Depending on which type of plan your employer offers, you may be able to opt for a self-managed plan or one in which your contributions are automatically invested in accordance with the plan's goals. In either case, educate yourself about the different investment options available to you and the expenses associated with each option. Many 401(k) plans carry hefty administrative fees or only provide access to mutual fund investments with high expense ratios. Keep track of your own account and make sure you fully understand your options so you can avoid losing money to unnecessary fees (see How to Know If Your 401(k) Plan Fees Are Too High).

Also keep track of the Social Security benefits that will be available to you at retirement (see Types of Social Security Benefits for more), as well as other income you are likely to receive from retirement accounts or pensions. Your income may affect how much you pay for Medicare (The High Net Worth Guide to Medicare explains how) and whether you are taxed on your Social Security benefits, so factor in all your various income sources when planning for retirement.

Make a Schedule

Even if you intend to work well into your twilight years, remember that most retirement savings plans include minimum distribution requirements and may carry heavy penalties for participants who neglect to begin withdrawals by a certain age. Roth IRAs often do not carry such requirements, which is yet another benefit of Roth accounts. However, most other plans set the age of required minimum distribution (RMD) at age 70½. Similarly, you are required to begin taking Social Security benefits by age 70.

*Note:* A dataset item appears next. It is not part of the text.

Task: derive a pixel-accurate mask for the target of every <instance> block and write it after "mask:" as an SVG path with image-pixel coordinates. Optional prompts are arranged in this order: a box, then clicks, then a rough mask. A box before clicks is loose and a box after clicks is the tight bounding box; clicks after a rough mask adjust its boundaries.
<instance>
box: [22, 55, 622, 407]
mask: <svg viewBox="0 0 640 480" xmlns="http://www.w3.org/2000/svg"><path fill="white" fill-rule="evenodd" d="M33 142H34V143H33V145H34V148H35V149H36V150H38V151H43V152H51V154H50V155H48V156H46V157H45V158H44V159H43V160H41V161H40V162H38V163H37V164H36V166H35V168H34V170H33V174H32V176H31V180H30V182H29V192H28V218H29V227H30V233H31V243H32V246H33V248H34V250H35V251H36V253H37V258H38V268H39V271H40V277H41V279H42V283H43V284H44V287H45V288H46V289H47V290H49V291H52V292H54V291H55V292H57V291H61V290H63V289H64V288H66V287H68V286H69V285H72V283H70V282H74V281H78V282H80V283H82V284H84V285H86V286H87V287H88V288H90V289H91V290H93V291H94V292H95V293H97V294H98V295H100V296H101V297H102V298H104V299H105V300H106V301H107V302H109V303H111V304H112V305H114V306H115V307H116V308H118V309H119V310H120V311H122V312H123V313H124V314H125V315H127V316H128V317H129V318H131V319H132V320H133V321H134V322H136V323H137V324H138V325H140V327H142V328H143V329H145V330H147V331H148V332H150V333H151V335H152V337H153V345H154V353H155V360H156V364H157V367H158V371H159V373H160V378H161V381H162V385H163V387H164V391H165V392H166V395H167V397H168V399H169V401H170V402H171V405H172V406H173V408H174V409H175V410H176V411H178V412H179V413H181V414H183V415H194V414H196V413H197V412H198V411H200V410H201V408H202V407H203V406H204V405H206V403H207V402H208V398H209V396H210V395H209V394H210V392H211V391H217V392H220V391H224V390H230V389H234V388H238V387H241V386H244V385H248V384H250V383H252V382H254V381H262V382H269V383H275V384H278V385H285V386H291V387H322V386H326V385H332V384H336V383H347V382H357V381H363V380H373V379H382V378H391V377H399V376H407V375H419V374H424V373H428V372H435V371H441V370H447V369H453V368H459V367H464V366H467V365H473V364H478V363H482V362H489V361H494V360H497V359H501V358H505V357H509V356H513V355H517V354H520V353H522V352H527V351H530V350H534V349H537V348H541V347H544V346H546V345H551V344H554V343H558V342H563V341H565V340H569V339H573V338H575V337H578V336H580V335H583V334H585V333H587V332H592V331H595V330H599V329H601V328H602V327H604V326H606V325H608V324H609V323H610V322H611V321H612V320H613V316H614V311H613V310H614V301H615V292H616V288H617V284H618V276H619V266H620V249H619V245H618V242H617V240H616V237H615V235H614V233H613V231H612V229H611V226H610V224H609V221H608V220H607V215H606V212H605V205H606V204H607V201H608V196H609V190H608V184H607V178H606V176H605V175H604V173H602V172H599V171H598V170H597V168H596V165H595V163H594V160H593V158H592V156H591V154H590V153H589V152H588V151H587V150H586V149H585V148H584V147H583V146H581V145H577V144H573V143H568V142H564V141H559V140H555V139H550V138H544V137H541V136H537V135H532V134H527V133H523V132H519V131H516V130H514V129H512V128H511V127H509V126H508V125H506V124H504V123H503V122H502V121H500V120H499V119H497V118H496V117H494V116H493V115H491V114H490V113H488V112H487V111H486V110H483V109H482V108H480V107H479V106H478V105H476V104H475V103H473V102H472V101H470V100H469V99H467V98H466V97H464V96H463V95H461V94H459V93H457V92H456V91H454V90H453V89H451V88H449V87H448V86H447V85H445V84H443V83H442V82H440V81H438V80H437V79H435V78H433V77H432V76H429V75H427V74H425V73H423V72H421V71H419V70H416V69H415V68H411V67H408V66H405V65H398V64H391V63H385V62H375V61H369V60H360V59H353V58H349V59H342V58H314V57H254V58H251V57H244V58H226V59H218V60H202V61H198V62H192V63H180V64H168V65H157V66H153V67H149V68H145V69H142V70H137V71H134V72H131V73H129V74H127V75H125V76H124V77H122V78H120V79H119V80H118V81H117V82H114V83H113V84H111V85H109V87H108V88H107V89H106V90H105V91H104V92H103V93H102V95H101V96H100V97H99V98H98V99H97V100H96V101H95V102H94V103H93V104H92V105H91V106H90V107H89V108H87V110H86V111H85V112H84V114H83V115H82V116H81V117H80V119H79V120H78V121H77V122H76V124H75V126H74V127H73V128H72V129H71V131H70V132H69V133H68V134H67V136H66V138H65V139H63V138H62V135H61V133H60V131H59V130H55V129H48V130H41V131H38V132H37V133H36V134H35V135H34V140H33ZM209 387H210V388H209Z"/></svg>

If you have multiple sources of retirement income, be sure to make a schedule for when you will begin to take withdrawals from each account. If you have a Roth IRA, for example, put off taking withdrawals until you have exhausted funds from accounts that carry RMD requirements. In addition to being an efficient way to spread out your savings, this type of scheduling allows your Roth account to continue to accrue tax-free earnings while you collect from other accounts.

The Bottom Line

Following these four essential steps – maximizing your contributions so that you are saving at least 10-15% of your income; diversifying your savings into tax-deferred, tax-free and taxable accounts; knowing your assets and the fees associated with them (as well as their impact on Social Security); and making sure you have a schedule of withdrawals in your post-work years – will help ensure you have the funds you need for a comfortable retirement.